When The Texas Tribune launched in November 2009 as a nonprofit online news organization, it had one mission: to provide comprehensive reporting on politics, public policy and state government—increasingly critical coverage as local papers closed and the Austin capital city press corps waned.
The Tribune’s founders hoped that by 2013 it could raise at least $9 million from corporations, philanthropic foundations, individual donors and more, and perhaps break even on $3 million in revenue.
One year shy of that target, the Tribune has more than exceeded those goals. It’s raised almost $11 million, is approaching profitability, has a rapidly expanding national reputation, and has a content client in The New York Times. “We couldn’t have imagined it would be this good,” said Evan Smith, the Tribune’s fast-talking CEO, co-founder and editor in chief.

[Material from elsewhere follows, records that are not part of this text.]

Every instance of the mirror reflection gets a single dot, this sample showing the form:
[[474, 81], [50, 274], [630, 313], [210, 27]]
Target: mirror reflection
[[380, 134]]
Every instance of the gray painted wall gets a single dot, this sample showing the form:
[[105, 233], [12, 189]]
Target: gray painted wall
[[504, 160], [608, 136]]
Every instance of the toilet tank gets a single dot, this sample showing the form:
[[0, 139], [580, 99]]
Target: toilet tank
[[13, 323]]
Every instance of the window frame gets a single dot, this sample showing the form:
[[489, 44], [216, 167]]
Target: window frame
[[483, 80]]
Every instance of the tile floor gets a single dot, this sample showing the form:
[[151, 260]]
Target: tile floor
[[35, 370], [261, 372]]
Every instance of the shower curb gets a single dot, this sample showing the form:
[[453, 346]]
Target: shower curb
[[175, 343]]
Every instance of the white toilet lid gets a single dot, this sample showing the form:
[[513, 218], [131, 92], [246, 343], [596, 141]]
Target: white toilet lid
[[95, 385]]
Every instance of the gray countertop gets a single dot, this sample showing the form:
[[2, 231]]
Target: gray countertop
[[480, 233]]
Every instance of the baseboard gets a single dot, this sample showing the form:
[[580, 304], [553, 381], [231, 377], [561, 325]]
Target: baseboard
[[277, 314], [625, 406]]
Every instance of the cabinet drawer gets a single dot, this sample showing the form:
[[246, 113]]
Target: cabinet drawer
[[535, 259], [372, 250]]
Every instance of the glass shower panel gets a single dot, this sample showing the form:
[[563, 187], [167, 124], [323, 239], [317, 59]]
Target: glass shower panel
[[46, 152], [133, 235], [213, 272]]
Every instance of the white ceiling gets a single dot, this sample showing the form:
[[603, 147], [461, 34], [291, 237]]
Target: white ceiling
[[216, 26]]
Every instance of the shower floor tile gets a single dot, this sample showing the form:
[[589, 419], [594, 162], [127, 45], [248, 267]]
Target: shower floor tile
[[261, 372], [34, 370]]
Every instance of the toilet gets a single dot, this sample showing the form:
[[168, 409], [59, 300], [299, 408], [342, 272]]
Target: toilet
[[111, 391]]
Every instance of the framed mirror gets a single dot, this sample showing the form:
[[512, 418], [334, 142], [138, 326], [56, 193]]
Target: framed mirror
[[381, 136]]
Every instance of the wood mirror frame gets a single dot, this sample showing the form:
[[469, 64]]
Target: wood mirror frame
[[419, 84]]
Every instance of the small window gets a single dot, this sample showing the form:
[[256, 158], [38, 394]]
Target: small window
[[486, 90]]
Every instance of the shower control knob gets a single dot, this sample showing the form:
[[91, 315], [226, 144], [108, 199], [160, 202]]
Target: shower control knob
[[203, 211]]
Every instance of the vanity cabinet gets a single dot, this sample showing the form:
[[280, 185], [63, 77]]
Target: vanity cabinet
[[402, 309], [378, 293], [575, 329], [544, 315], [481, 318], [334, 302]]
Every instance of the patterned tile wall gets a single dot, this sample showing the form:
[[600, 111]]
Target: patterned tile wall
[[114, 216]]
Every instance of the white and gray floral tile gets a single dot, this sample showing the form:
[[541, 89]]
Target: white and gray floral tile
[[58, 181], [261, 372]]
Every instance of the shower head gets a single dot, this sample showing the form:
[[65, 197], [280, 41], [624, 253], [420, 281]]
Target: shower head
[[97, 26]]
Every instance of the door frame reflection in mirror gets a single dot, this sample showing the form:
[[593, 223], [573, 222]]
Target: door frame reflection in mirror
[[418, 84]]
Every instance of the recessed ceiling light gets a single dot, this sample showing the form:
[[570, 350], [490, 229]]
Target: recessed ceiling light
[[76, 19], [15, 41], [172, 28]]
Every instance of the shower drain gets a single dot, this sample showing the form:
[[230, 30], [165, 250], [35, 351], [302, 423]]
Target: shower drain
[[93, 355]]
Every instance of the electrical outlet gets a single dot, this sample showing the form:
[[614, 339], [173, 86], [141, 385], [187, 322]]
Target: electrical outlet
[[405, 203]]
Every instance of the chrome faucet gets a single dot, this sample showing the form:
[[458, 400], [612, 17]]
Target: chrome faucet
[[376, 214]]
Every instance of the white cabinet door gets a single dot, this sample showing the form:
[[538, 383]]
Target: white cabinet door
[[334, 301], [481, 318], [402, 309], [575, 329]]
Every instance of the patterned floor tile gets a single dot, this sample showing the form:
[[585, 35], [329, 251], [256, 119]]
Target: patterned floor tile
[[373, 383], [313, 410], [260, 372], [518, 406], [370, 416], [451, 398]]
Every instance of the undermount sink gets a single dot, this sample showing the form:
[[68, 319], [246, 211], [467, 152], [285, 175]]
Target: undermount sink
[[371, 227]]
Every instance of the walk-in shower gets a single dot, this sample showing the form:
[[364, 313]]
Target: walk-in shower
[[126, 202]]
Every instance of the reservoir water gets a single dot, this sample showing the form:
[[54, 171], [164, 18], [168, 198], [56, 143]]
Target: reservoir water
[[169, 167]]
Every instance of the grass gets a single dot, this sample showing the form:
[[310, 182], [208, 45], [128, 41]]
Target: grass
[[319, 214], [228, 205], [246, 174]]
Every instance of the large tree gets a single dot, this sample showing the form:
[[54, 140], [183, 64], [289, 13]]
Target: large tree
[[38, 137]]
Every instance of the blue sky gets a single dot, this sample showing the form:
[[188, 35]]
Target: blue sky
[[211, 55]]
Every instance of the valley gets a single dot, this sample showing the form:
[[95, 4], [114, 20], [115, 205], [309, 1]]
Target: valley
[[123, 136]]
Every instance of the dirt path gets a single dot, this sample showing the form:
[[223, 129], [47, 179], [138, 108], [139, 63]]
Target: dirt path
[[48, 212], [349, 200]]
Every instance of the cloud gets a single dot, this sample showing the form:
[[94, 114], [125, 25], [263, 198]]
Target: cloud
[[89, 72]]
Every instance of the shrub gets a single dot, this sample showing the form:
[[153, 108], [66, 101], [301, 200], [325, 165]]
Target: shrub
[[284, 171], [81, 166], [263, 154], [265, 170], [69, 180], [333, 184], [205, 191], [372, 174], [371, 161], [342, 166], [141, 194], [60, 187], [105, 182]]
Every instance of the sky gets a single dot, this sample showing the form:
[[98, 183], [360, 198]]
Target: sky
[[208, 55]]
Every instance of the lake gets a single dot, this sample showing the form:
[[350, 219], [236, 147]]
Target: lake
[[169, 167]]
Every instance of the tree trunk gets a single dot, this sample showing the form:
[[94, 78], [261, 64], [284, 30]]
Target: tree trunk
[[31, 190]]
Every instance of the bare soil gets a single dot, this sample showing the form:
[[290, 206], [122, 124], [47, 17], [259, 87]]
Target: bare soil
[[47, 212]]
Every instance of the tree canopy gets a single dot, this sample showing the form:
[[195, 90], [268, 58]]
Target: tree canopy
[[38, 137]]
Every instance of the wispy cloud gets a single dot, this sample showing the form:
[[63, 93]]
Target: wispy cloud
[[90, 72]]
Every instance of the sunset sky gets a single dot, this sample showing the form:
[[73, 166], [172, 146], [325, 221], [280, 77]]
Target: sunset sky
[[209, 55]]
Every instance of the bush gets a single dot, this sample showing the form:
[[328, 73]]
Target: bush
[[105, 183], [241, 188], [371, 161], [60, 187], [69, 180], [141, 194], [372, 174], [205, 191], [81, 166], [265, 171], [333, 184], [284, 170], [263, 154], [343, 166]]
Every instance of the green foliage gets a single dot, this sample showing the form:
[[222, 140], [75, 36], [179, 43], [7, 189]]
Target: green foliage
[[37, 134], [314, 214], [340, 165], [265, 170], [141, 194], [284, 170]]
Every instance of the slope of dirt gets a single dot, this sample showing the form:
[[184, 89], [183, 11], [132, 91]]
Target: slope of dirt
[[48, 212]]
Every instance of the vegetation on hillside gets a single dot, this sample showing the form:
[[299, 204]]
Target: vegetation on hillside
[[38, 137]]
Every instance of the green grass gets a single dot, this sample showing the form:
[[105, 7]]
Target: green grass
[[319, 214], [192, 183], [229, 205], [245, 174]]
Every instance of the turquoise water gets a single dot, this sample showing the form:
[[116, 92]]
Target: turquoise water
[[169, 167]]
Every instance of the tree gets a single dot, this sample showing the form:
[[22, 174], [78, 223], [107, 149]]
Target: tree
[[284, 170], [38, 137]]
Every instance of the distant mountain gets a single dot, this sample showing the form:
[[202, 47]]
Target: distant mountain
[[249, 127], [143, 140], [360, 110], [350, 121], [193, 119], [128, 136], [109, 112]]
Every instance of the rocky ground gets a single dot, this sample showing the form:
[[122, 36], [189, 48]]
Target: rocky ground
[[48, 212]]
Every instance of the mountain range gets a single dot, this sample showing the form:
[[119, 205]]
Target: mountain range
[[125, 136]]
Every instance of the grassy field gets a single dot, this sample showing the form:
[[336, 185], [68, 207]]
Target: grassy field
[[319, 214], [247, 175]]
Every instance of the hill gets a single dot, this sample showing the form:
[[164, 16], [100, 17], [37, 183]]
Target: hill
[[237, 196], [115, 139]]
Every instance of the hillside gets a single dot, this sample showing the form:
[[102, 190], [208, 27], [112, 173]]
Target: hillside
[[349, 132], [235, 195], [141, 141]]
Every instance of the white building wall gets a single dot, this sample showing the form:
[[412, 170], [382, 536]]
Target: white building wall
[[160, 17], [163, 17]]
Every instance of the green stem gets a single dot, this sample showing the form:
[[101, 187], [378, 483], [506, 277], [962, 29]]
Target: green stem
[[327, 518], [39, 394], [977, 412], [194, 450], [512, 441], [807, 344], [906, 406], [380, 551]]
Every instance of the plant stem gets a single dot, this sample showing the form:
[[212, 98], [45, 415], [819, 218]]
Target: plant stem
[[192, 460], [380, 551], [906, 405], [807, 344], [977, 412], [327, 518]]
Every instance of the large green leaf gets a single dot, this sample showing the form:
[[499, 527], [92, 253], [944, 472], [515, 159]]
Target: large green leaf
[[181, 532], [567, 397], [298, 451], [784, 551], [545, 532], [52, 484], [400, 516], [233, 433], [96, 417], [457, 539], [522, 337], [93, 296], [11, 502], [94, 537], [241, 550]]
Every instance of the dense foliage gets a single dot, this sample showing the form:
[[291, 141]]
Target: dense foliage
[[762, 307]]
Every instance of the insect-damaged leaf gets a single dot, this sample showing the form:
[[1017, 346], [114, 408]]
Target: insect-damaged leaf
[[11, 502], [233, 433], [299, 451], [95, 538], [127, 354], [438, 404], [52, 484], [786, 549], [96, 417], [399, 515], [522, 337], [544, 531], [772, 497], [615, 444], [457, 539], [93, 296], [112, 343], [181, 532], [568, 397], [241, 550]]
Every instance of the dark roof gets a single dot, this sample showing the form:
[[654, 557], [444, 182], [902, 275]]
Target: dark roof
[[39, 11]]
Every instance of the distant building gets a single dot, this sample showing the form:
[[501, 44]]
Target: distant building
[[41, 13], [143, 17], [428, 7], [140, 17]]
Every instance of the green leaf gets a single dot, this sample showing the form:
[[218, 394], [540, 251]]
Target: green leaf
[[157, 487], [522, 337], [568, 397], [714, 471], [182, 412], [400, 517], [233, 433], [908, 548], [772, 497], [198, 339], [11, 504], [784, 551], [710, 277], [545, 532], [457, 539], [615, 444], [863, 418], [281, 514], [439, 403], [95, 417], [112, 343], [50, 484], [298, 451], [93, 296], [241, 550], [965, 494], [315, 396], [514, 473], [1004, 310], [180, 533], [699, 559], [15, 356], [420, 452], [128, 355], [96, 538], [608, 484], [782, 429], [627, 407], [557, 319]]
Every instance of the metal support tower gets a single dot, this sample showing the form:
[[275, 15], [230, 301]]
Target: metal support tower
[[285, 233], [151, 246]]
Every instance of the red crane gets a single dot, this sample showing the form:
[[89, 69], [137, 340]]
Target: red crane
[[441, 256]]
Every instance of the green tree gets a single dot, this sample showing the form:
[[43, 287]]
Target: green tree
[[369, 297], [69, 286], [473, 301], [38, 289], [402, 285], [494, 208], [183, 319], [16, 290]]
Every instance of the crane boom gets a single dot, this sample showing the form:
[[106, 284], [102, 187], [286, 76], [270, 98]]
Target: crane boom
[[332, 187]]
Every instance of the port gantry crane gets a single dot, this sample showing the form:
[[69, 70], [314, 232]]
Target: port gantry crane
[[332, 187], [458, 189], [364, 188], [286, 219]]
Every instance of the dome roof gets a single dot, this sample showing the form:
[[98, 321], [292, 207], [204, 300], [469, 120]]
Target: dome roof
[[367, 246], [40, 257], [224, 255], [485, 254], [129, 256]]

Smith, who had been the longtime editor of the prestigious Texas Monthly, is certainly one reason for the good news. But the Tribune also hasn’t been afraid to experiment. Events like last year’s “Festival of Ideas,” a two-day confab netting more than $400,000, have drawn corporate sponsorships, while public databases of everything from government salaries to campaign donations have generated as much as two-thirds of the site’s traffic.
“The data stuff has been a total surprise,” said Smith. “We all look so goddamn smart now, but the fact is, I don’t think we had any idea at the beginning.”
In the meantime, the site’s reporting has become more relevant nationally, helped by events like Texas Governor Rick Perry’s presidential campaign. On Aug. 15, the Monday after Perry announced his run, the Tribune website (www.texastribune.org) saw its highest number of uniques (143,689) for a single day.
Since then, the site has been a go-to source for Perry coverage, which also factored into its relationship with the Times. It began in 2009, when the Times’ associate managing editor Jim Schachter was tasked with hiring a regional news content partner for the paper’s Texas edition. They’ve even collaborated on some stories that appeared on A1 of the Times. “The Texas Tribune, even in its early days, was far and away the most formidable ‘other’ news organization there,” said Schachter.
The national spotlight notwithstanding, Smith said the Tribune plans to stick to its vertical niche: “I think the reason our traffic has grown is because . . . we’re so mission-centric.”
The Tribune projects taking in about $4.5 million in revenue and hitting profitability this year. Moving forward, Smith hopes to secure $1 million per year each in philanthropy, membership, events and corporate funds, and $500,000 to $1 million annually in restricted foundation grants.
“It’s a sustainable model,” Smith said. “But can we sustain it? That remains to be seen.”